Nanobot fatti di DNA per uso medico

Struttura di una molecola di DNA
Struttura di una molecola di DNA

Daniel Levner, un bioingegnere del Wyss Institute all’Università di Harvard, e alcuni colleghi dell’Università Bar Ilan di Ramat-Gan, in Israele, hanno costruito dei nanobot, microscopici robot fatti di DNA (foto ©Michael Ströck). Essi sono stati inseriti in scarafaggi per testare la possibilità di compiere operazioni logiche che potranno permettere di diagnosticare malattie o portare medicinali in maniera estremamente mirata.

Questi nanobot sono chiamati anche robot origami perché i filamenti di DNA possono essere spiegati e ripiegati. Essi possono interagire tra di loro in diverse combinazioni formando una sorta di computer biologico che può lavorare all’interno di un organismo con una notevole precisione.

La possibilità fondamentale che i ricercatori vogliono sfruttare è quella di usare le proprietà di legame del DNA. In pratica, quando il DNA incontra un certo tipo di proteina, esso si divide in due filamenti complementari. Il trucco sta nel fare in modo che quando i filamenti entrano in contatto con molecole specifiche, come una cellula malata, si dividono e a quel punto essi rilasciano una sostanza contenuta al loro interno.

Negli esperimenti con gli scarafaggi, i nanobot sono stati marcati con sostanze fluorescenti in modo da permettere agli scienziati di seguirne il percorso. In questo modo, è stato anche possibile analizzare i risultati delle diverse combinazioni di nanobot nel rilasciare le sostanze in essi contenute.

Questi nanobot hanno il potenziale per compiere operazioni anche complesse combinando il potenziale di una quantità sufficiente di essi.

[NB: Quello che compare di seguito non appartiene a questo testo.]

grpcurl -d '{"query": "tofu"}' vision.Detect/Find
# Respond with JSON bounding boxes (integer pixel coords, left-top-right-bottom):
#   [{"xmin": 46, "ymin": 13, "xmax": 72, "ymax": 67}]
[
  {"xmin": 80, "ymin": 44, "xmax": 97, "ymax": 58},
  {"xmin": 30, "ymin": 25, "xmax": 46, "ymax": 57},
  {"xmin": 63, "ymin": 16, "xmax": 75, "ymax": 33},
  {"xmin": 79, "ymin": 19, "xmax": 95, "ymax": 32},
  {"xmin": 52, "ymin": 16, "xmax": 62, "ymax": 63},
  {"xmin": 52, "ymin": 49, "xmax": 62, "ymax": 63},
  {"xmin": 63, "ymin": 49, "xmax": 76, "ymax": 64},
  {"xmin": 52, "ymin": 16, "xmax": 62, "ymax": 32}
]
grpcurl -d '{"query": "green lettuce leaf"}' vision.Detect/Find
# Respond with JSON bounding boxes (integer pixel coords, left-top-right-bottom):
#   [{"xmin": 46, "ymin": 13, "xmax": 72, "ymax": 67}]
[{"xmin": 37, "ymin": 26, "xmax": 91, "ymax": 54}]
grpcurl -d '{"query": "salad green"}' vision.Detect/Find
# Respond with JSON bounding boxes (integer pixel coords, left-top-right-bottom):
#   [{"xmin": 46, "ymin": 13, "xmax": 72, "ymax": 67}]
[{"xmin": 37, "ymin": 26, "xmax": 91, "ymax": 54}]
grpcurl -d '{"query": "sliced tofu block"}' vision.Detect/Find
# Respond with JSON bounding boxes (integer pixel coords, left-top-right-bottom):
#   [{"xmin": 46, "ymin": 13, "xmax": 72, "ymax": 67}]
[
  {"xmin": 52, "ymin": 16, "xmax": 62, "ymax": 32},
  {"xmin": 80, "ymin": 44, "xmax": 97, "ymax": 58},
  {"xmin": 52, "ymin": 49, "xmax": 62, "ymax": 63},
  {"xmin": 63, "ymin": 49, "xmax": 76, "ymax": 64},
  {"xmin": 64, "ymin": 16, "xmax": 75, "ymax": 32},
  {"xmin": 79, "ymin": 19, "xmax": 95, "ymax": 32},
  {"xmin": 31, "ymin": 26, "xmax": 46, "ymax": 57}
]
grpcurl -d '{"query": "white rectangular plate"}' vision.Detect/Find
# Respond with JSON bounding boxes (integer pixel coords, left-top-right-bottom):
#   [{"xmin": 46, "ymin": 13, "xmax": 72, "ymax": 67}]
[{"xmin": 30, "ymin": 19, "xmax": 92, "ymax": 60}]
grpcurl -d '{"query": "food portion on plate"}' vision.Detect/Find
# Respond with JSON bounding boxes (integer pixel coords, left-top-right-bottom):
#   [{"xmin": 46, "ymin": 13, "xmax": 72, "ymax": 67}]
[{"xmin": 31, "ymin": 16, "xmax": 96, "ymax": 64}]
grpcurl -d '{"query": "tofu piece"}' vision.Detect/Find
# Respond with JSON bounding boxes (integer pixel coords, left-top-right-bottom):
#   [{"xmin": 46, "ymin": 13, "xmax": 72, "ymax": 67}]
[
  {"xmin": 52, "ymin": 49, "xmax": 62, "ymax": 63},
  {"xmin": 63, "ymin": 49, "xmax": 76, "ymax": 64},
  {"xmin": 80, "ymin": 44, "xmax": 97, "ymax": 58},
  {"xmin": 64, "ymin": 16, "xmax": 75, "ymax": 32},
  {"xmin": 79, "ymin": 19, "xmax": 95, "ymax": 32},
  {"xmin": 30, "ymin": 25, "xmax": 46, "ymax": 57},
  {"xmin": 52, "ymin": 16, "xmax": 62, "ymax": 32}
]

È un po’ come mettere assieme una certa quantità di transistor in un processore di silicio: più transistor sono disponibili, più potente è il processore. Secondo gli scienziati che hanno iniziato questa ricerca, i loro nanobot potrebbero raggiungere una potenza di calcolo paragonabili a quella della CPU 6502 degli home computer a 8 bit degli anni ’80 come il Commodore 64 o l’Atari 800.

Le possibilità a livello medico sono notevoli e tutte da esplorare. Ad esempio, nel caso di trattamento del cancro, sarebbe possibile usare i nanobot per trasportare medicinali direttamente alle cellule malate, massimizzandone l’efficacia e minimizzandone gli effetti collaterali.

Gli esperimenti con gli scarafaggi sono ancora ad una fase iniziale. Per effettuare esperimenti su mammiferi, bisogna superare il problema del loro sistema immunitario, che attaccherebbe i nanobot. Saranno necessarie modifiche ai nanobot per permettere loro di sopravvivere nel corpo di un mammifero ma Ido Bachelet, uno dei ricercatori, è ottimista ed è convinto che sarà possibile cominciare i primi esperimenti in esseri umani entro cinque anni.